Si trovano a confronto in questo incontro una donna fedele al suo essere madre e il Figlio di Dio fedele a quanto lui ha capito dal Padre. E Gesù accetta di convertirsi a ciò che quella pagana gli sa rivelare a partire dalla propria responsabilità di madre: la stragrande ricchezza della misericordia del Padre, già allora, già lì, profezia del potere vitale del Risorto (Mt 28,18). E Matteo annuncia alla sua comunità che grazie ad una donna straniera idolatra perfino Gesù ha dovuto riconoscere un Regno di Dio ancor più grande di quello che aveva intravisto in Galilea: quella manciata di semi caduta in terra buona, quel pane lievitato dal pugno di lievito (Mt 13) avrebbe già allora nutrito i popoli, ben oltre il piccolo numero degli Israeliti. È una sovrabbondanza che Gesù ha dovuto imparare da un incontro tanto anomalo che lui, all’inizio, ha cercato di evitare con il silenzio del rifiuto.
Notiamo che sia nel Vangelo secondo Matteo sia in quello secondo Marco vi sono due racconti relativi alla “moltiplicazione dei pani”: in entrambi i Vangeli, nel primo racconto, collocato prima dell’incontro con la cananea, avanzano «dodici ceste», metaforicamente abbastanza per sfamare tutto il popolo di Israele; nel secondo, che segue all’incontro, ne avanzano «sette». Non c’inganni il numero più piccolo: simbolicamente, il sette è cifra che indica totalità, nel secondo caso ciò che rimane è sufficiente per tutti, per l’intera umanità.
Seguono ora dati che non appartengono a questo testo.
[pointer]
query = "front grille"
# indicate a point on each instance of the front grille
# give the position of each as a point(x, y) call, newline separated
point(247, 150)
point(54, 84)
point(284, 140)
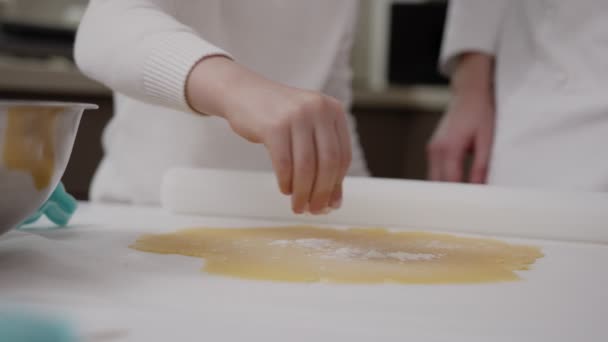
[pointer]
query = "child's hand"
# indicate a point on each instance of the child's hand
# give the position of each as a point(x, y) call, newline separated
point(305, 132)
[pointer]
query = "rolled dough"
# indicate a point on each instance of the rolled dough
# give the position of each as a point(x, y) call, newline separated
point(358, 255)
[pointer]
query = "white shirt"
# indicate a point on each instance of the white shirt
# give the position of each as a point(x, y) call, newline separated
point(144, 50)
point(551, 87)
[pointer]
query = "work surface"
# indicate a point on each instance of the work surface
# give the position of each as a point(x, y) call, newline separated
point(89, 274)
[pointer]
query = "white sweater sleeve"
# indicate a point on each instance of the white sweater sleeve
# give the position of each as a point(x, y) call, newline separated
point(472, 26)
point(138, 48)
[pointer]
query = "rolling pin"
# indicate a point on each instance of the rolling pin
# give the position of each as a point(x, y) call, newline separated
point(413, 205)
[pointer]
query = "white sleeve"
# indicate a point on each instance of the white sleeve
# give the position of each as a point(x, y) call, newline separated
point(472, 26)
point(138, 48)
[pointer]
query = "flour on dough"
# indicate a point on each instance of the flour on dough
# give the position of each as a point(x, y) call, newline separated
point(358, 255)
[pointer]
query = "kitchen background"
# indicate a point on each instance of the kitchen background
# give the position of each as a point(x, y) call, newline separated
point(399, 96)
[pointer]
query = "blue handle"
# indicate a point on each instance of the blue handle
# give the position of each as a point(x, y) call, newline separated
point(29, 327)
point(59, 208)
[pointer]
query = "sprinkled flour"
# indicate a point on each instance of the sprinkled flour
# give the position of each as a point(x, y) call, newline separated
point(329, 250)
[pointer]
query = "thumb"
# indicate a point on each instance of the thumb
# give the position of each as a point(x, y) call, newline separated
point(483, 151)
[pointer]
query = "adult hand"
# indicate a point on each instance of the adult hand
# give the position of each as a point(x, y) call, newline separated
point(467, 126)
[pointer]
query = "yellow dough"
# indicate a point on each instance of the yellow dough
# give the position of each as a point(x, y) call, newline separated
point(311, 254)
point(29, 143)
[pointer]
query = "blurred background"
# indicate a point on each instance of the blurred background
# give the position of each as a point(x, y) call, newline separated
point(399, 96)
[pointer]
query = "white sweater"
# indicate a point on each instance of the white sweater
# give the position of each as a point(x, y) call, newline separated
point(144, 50)
point(551, 87)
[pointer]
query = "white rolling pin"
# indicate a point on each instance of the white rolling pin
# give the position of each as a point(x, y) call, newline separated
point(417, 205)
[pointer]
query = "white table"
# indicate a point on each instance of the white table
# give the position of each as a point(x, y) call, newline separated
point(88, 274)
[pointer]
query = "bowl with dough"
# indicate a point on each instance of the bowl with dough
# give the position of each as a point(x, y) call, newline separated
point(36, 140)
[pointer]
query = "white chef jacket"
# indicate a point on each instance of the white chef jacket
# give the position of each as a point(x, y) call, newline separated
point(144, 50)
point(551, 86)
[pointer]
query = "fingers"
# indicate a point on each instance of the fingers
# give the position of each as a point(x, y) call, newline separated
point(328, 164)
point(279, 146)
point(434, 163)
point(447, 160)
point(483, 151)
point(304, 164)
point(344, 140)
point(453, 164)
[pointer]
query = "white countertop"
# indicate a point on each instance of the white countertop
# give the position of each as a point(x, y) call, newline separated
point(89, 274)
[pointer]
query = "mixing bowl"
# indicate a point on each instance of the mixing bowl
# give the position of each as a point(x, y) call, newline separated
point(36, 140)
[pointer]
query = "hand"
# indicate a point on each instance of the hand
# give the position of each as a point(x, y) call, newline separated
point(468, 124)
point(467, 127)
point(305, 132)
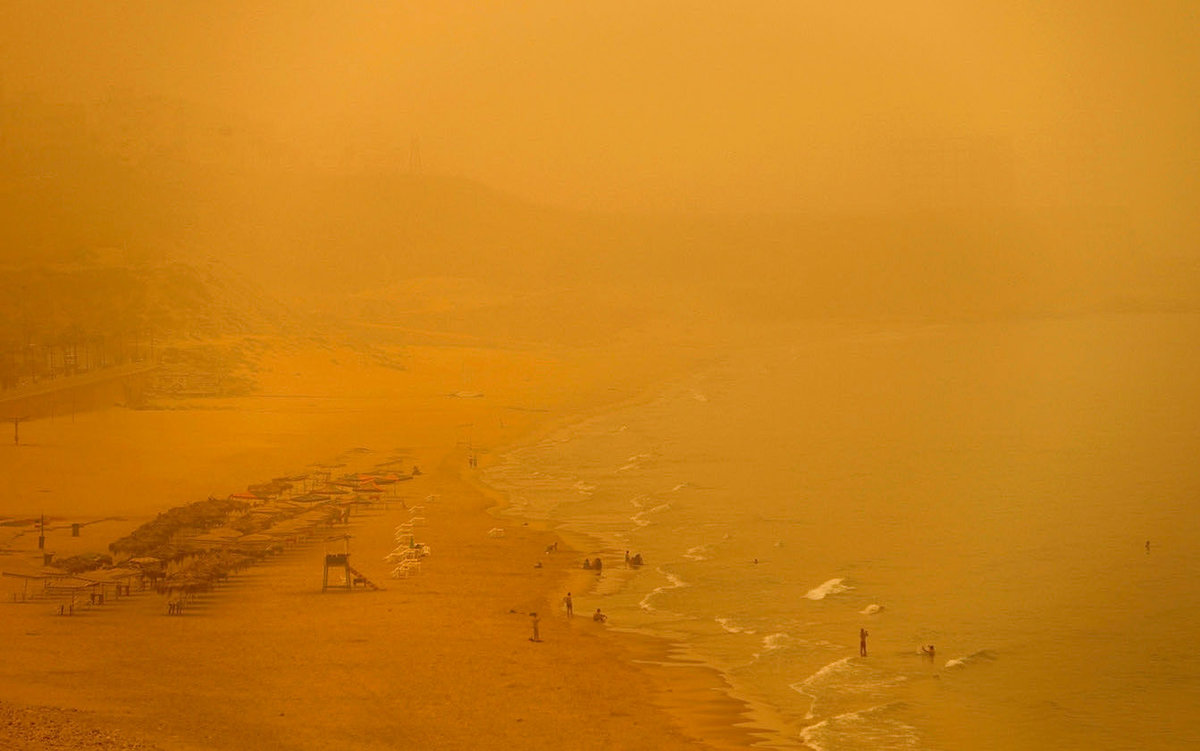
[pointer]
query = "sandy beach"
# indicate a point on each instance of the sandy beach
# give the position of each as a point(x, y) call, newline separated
point(442, 659)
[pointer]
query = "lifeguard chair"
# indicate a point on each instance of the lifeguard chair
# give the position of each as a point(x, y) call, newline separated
point(342, 560)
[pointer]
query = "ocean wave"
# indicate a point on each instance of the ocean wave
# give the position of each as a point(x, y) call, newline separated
point(640, 517)
point(673, 582)
point(634, 462)
point(832, 587)
point(809, 685)
point(730, 626)
point(849, 677)
point(699, 552)
point(864, 728)
point(983, 655)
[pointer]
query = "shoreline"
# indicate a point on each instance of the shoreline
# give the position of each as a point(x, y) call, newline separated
point(461, 635)
point(733, 716)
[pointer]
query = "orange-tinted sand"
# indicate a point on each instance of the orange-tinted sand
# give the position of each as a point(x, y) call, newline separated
point(439, 660)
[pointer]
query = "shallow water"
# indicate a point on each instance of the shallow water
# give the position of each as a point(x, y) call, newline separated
point(985, 487)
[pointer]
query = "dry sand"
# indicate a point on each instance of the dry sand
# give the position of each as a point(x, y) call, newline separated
point(439, 660)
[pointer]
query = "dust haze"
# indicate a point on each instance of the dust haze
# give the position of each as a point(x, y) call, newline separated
point(240, 239)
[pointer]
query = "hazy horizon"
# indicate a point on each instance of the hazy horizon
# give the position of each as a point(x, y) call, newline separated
point(765, 107)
A sottolineare come l’incontro con la donna pagana abbia mutato la consapevolezza di Gesù rispetto alla destinazione universale del suo annuncio di salvezza, per l’esuberante misericordia del Padre.
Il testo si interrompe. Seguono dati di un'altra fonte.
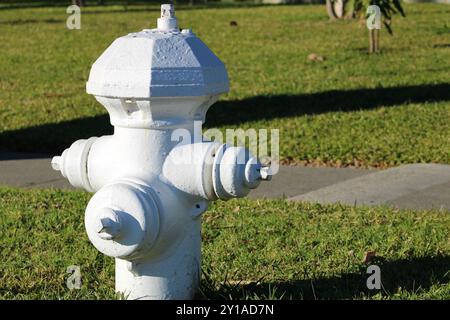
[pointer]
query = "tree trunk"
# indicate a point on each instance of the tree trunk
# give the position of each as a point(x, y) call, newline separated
point(335, 9)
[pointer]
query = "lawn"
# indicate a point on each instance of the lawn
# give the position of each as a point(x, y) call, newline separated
point(351, 109)
point(251, 250)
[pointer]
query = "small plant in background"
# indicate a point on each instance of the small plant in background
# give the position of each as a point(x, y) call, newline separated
point(349, 9)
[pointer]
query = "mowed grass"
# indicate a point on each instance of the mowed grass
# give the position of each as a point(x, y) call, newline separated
point(351, 109)
point(251, 250)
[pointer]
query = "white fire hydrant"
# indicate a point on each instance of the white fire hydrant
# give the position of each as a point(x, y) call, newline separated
point(155, 175)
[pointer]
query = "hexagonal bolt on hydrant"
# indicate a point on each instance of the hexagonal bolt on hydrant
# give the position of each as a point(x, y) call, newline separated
point(150, 189)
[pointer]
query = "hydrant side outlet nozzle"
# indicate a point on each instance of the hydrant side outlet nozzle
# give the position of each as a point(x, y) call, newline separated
point(150, 190)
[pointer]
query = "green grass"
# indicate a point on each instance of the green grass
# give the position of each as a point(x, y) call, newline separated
point(353, 108)
point(251, 250)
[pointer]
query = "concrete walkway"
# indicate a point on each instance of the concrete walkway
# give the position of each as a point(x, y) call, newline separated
point(415, 186)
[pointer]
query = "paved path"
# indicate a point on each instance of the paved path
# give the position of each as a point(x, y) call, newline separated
point(416, 186)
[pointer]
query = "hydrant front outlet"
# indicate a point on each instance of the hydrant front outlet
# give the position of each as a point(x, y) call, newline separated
point(150, 189)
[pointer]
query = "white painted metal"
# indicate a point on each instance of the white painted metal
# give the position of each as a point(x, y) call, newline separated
point(151, 189)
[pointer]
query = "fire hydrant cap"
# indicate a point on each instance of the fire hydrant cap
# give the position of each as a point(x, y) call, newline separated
point(122, 220)
point(158, 62)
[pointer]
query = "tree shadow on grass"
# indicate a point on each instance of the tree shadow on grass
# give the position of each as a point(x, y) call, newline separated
point(55, 137)
point(412, 276)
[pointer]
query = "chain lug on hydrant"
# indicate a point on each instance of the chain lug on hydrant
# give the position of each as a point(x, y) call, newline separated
point(151, 189)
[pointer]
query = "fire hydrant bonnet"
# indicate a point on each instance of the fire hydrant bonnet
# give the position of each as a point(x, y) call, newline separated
point(158, 63)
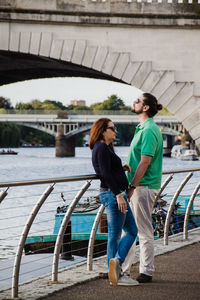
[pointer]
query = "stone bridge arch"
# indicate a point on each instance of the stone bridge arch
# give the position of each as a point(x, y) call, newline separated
point(182, 98)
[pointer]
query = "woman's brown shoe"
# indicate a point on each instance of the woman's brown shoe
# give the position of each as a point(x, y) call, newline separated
point(143, 278)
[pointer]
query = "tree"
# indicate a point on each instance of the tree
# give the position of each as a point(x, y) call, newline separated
point(113, 102)
point(5, 103)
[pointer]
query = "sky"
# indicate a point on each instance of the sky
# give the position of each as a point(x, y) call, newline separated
point(67, 89)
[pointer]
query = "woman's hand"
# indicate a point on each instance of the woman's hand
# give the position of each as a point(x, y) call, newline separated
point(121, 203)
point(130, 194)
point(126, 168)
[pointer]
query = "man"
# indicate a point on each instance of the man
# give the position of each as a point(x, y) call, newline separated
point(145, 160)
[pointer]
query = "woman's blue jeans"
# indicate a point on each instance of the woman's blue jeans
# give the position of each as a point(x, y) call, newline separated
point(117, 246)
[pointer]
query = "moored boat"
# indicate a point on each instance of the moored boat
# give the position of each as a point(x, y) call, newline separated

Convertiti da incontri scomodi.
Forse anche la nostra “piccola” fede, personale ed ecclesiale, può essere “convertita” da incontri che magari vorremmo evitare, con chi è duramente fedele al bisogno urgente di tanti figli e figlie loro affidati, che in molti modi ci provoca ad agire come ha imparato Gesù, diventando con loro più capaci di piccoli grandi gesti di bene, di solidarietà, di soccorso, di salvezza... e sperimentando così che anche noi siamo salvati, ben oltre la piccolezza della nostra fede, dall’illimitata grandezza dell’amore di Dio e che possiamo contribuire all’opera di salvezza di Gesù, stando alla sua sequela. Continuiamo ad imparare, con Gesù, che nella storia sempre imprevedibile Dio ci conduce passo passo al suo Regno: pienezza di vita per l’intera umanità.